I think this is the location:
It’s hard to see how how that was deep enough to be hidden for 45 years and it was close to the road.
The CNN article (and others about this case) had a picture of the creekside with the car being towed out of it.
It’s a close picture with very little context, but it looks like a clear shot from the road to the creek to me. Certainly, if there had been trees, the Pinto wouldn’t have gone into the water.
I mean, it shouldn’t have been hard to see, and yet it took decades and only after something happened to make part of the car surface.
I drive by a similar road frequently, and when it’s foggy out, it’s always very, very thick fog. If someone told me that one of the semi-frequent accidents that temporarily closed down the road was because someone went into the lake during fog, I’d believe it without question.

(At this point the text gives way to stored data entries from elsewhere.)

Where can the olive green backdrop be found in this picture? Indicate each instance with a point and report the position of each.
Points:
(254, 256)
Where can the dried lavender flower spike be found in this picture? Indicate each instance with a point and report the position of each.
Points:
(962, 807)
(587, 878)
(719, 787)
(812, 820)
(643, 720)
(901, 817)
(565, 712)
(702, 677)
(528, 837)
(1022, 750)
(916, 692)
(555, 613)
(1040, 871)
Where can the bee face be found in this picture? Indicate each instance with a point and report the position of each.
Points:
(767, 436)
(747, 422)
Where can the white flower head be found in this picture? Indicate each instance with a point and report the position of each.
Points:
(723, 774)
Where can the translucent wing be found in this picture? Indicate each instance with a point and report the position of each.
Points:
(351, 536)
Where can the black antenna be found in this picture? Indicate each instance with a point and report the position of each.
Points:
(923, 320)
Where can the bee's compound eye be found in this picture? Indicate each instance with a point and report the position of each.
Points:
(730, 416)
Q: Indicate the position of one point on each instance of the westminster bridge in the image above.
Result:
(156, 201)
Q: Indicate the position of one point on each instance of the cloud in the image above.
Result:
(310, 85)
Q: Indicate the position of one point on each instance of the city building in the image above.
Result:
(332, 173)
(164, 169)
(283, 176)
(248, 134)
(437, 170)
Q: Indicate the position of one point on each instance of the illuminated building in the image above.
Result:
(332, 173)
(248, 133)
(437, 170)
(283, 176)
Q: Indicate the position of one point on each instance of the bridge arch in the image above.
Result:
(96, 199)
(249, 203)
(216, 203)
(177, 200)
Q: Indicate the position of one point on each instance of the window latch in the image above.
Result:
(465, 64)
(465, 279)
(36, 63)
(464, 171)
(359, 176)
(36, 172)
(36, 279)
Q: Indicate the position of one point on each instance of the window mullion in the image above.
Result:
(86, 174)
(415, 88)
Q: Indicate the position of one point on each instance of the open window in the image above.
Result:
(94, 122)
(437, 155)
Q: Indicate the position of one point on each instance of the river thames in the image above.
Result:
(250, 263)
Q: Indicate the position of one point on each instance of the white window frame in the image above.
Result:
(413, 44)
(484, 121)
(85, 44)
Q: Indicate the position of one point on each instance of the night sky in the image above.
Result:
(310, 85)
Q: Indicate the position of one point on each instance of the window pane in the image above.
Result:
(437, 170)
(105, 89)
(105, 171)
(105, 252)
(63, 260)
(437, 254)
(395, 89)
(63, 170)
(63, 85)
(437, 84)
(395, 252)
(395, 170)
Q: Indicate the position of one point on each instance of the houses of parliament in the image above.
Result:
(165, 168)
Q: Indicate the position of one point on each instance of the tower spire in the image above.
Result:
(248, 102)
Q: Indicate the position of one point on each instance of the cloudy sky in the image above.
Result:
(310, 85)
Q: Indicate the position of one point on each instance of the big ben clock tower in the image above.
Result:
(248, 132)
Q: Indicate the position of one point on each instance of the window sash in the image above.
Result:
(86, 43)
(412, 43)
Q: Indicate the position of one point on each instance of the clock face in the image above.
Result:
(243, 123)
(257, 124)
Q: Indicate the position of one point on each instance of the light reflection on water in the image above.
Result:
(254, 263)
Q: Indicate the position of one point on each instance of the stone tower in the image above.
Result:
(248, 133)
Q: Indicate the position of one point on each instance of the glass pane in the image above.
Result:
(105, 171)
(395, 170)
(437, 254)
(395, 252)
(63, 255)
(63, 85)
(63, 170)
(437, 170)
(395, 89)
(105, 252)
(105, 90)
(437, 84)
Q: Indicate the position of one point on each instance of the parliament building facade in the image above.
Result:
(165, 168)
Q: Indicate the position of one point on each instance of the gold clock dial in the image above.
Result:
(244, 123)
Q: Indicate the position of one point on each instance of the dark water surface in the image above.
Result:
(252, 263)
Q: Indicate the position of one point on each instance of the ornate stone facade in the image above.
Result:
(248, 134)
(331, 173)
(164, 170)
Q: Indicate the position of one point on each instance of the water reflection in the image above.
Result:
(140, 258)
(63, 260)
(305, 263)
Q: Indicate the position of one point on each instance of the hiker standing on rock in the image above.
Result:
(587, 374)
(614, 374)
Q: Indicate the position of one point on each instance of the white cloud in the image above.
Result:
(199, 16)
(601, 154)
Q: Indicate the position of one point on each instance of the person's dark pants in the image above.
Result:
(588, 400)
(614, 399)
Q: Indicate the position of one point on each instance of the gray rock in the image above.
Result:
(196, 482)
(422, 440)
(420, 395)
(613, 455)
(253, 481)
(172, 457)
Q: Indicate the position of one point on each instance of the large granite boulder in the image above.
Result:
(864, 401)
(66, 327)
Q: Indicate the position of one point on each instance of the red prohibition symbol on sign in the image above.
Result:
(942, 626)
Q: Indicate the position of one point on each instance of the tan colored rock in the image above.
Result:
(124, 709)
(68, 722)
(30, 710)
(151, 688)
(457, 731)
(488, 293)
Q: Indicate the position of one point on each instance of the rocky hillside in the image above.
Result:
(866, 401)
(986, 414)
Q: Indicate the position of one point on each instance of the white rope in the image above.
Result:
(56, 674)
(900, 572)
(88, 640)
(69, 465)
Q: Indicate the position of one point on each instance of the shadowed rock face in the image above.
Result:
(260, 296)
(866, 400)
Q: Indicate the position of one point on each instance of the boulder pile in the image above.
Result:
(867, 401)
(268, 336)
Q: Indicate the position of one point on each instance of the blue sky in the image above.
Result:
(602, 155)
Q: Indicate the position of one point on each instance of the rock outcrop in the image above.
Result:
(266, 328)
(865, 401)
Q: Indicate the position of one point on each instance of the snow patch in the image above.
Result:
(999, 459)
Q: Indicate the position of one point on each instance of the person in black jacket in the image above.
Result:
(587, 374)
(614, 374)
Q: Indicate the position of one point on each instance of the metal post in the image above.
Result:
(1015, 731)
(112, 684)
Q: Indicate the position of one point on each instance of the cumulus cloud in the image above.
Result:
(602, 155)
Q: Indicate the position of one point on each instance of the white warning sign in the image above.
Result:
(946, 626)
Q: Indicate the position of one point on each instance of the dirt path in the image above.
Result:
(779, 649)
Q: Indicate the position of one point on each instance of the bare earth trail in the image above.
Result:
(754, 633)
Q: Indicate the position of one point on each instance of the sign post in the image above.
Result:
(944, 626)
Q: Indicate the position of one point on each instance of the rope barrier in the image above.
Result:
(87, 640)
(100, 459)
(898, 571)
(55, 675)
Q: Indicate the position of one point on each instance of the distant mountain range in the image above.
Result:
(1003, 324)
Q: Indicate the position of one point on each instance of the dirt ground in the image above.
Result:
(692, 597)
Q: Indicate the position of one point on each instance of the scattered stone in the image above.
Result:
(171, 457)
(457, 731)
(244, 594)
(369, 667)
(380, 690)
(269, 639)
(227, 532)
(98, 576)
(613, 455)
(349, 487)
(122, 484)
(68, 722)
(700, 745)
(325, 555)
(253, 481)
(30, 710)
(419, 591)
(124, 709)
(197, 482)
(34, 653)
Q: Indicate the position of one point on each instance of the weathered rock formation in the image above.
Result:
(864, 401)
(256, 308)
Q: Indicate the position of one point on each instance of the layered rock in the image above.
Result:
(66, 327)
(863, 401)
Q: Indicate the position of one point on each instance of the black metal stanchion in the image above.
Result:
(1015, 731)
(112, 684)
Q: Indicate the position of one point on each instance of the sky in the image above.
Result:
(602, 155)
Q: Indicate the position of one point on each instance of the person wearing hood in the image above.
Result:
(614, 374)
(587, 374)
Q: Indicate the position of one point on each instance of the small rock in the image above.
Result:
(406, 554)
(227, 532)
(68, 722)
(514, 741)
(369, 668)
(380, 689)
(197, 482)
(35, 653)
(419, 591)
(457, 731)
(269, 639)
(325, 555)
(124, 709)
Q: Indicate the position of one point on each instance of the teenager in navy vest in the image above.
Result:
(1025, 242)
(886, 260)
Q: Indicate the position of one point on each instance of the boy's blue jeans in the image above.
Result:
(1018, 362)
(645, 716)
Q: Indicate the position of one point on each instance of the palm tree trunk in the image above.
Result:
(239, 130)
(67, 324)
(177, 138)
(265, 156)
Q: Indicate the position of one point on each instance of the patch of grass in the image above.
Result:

A Pinto? Would have been better if it spun and hit the water tail-first. The resulting explosion would have been obvious to anyone.
I don’t see how the tires could still be intact. To me that suggests the car hasn’t been there 45 years. And the tires aren’t even flat.
Ford quality.
That, and also aerial photography is a lot easier and more accessible these days. They’ve found a few of these old wrecks because someone was looking at Google maps and noticed a weird shape in the water.
Well they are only flat on the bottom. The front tire is in the mud, so you can’t tell. The back tire is buckled under the wheel and projecting towards the camera, which makes it look as if there is inflated tire, but the rim is actually fully down on the tire. The rubber is no doubt pretty degraded, but no reason to think it should have vanished.